Early Career and Breakthrough
Price honed his skills at Bradford School of Art before excelling at the Royal College of Art, graduating in 1968 with a focus on menswear. He immediately joined Stirling Cooper, where his trousers, coats, and waistcoats drew on sexual fetishism, earning acclaim for their wit and innovation.
His button trousers were worn by Mick Jagger on the Rolling Stones' 1969 Gimme Shelter Tour, while bridge-crutch designs highlighted the male form with technical prowess. By 1979, Price launched his own label with shops in South Molton Street and King's Road, solidifying his trendsetting reputation.
Iconic Music Collaborations
Price's partnership with Roxy Music and Bryan Ferry defined the band's aesthetic, styling their first eight albums and the 'Roxy girls' on covers.

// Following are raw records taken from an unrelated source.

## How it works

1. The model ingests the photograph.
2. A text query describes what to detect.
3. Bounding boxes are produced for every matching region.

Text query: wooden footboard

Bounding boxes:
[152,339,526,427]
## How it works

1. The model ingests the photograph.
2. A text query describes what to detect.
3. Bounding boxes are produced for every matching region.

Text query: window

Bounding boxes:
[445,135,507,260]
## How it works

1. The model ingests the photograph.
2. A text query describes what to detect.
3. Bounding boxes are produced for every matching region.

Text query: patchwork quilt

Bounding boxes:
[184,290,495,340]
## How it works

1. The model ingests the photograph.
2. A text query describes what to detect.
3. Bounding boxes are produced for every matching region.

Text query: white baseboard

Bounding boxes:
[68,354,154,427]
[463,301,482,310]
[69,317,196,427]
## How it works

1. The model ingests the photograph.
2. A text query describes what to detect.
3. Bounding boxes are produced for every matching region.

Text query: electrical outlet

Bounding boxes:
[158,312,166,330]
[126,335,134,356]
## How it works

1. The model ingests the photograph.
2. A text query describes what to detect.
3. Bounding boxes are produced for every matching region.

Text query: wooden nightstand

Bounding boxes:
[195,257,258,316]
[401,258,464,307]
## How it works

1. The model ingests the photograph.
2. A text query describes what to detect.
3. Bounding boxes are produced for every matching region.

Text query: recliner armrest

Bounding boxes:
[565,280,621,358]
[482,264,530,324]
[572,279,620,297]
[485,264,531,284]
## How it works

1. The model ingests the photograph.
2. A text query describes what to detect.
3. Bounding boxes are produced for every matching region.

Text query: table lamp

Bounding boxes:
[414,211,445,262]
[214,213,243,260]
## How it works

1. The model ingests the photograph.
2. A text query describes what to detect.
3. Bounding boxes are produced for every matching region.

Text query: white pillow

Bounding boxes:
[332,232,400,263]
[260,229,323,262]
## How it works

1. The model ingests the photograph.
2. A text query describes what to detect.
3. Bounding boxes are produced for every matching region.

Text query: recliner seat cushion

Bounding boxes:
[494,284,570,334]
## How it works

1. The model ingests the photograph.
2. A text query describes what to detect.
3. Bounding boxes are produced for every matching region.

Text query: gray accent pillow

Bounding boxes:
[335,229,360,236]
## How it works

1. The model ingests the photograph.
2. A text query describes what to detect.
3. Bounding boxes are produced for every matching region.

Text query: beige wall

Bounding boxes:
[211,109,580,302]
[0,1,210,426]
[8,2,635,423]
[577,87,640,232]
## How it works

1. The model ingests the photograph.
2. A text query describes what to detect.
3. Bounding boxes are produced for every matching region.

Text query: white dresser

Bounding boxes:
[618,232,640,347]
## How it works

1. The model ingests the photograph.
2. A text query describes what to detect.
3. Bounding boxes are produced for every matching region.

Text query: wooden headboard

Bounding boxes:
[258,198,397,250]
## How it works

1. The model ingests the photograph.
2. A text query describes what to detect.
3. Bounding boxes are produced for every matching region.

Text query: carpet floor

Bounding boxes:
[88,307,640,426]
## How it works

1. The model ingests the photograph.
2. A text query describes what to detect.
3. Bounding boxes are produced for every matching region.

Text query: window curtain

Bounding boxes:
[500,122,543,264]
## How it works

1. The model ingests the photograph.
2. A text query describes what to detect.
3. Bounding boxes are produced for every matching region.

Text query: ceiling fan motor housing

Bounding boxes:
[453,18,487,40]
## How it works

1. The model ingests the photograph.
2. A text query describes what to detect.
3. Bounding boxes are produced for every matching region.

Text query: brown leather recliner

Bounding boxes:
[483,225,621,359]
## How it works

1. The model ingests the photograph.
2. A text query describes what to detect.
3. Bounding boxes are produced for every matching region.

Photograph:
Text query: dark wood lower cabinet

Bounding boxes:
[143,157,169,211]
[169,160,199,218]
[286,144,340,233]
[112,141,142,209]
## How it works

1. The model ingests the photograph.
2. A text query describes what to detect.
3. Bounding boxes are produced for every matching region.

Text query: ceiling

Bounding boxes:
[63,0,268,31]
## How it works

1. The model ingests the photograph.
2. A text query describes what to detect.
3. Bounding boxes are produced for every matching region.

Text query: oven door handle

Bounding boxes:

He also dressed David Bowie, Robert Palmer, Duran Duran, Steve Strange, and Iva Davies, creating a military-dandy-sexy look that reinvented the suit for rock stars.
His influence extended to Lou Reed's Transformer album back cover. Price made suits rock 'n' roll, predating superstar designers and shaping British fashion without sponsors.
Later Years and Enduring Legacy
In his later career, Price was considered to replace Gianni Versace in 1998 and opened a Chelsea showroom in 2000. He designed for Pamela Anderson, Tilda Swinton, and the Duchess of Cornwall, while creating carpet gowns for Brintons and tweed for Glenalmond.
Nominated for awards and featured in Vogue, Price continued innovating until his death. His passing on December 16, 2025, weeks after his final catwalk, prompts reflections on his visionary impact amid today's tributes from fashion and music worlds.